Big Data(bases): Making Sense of OldSQL vs NoSQL vs NewSQL

A few months ago, I had the great pleasure of meeting and discussing big data with Michael Stonebraker, a legendary computer scientist at MIT who specializes in database systems and is considered to be the forefather of big data. Stonebraker developed INGRES, which helped pioneer the use of relational databases, and has formed nine companies related to database technologies.

Until recently, the choice of a database architecture was largely a non-issue. Relational databases were the de-facto standard and the main choices were Oracle, SQL Server or an open source database like MySQL. But with the advent of big data, scalability and performance issues with relational databases became commonplace. For online processing, NoSQL databases have emerged as a solution to these problems. NoSQL is a catch-all for different kinds of database architectures — key-value stores, document databases, column family databases and graph databases. Each has it’s own relative advantages and disadvantages. However, in order to get scalability and performance, NoSQL databases give up “queryability” (i.e. not being able to use SQL) and ACID transactions.

More recently a new type of database has emerged that offers high performance and scalability without giving up SQL and ACID transactions. This class of database is called NewSQL, a term coined by Stonebraker. He provides an excellent overview of OldSQL vs NoSQL vs NewSQL in this video.

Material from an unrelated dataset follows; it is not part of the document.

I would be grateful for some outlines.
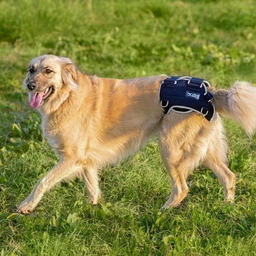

Some key points from the video:

  • SQL is good.
  • Traditional databases are slow not because SQL is slow. It’s because of their architecture and the fact that they are running code that is 30 years old.
  • NewSQL provides performance and scalability while preserving SQL and ACID transactions by using a new architecture that drastically reduces overhead.

In the video, Stonebraker talks about VoltDB, an open source NewSQL database that comes from a company of the same name founded by him. Some of the performance figures of VoltDB are pretty amazing:

  • 3 million transactions per second on a “couple hundred cores”
  • 45x the performance of “a SQL vendor who’s name has more than three letters and less than nine”
  • 5-6 times faster than Cassandra and same speed as Memcached on key-value operations

VoltDB sounds like an extremely compelling alternative to NoSQL databases, and certainly warrants a look if you want to move from a traditional “OldSQL” database to one that is highly scalable and performant without losing SQL and ACID.